3. Protection Under the Business Judgment Rule

“The . . . business judgment inquiry of Aronson, focuses on the substantive nature of the challenged transaction and the board’s approval thereof . . . [T]he transaction is reviewed against the factual background of the complaint to determine whether a reasonable doubt exists at the threshold that the challenged action was a valid exercise of business judgment.” {Pogostin 1 at 624.)

“The business judgment rule . . . protects directors from liability for their decisions so long as ... a challenged decision does not constitute . . . waste.” (Robotti & Co., LLC v Liddell, 2010 WL 157474, *11, 2010 LEXIS 4 *46-47 [Jan. 14, 2010].) Plaintiffs claim that demand is excused under the second prong of the Aronson test because the directors’ approval of total compensation for 2006, 2007, and 2009 constituted waste. As discussed in connection with the issue of director interestedness, the complaint fails to raise a reasonable doubt that the compensations approved for 2006, 2007, and 2009 constituted waste. Ergo, there is no reasonable doubt that the respective Board approvals were not a valid exercise of business judgment. (See Pogostin 1 at 624.)

In conclusion, the complaint fails to show that demand on Morgan Stanley’s board of directors would be futile because it fails to raise a reasonable doubt that a majority of the Board is disinterested, independent, or that the Board’s decision is protected by the business judgment rule. The demand requirement under rule 23.1 is, therefore, neither excused nor satisfied.

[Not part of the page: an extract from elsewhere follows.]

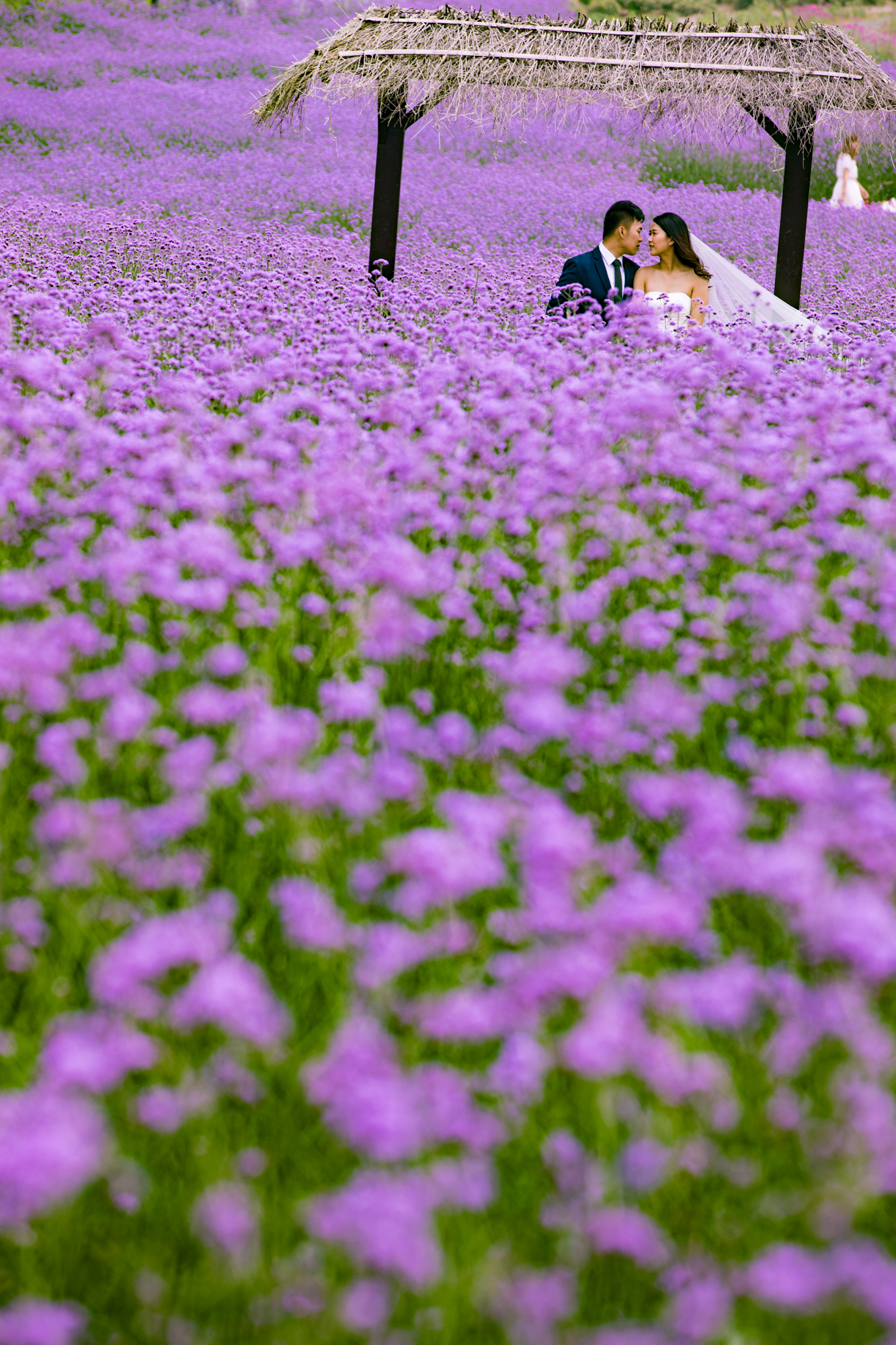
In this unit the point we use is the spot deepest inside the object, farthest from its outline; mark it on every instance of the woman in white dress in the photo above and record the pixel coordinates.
(848, 190)
(678, 287)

B. Executive Officers’ Motion to Dismiss

The merits of the motion to dismiss by the executive officers and nominal defendant Morgan Stanley need not be reached in light of the court’s conclusion that the pre-suit demand requirement is not satisfied.

Accordingly, it is ordered that the motion to dismiss the complaint by Morgan Stanley’s independent directors is granted and the Clerk is directed to enter judgment dismissing the complaint with prejudice.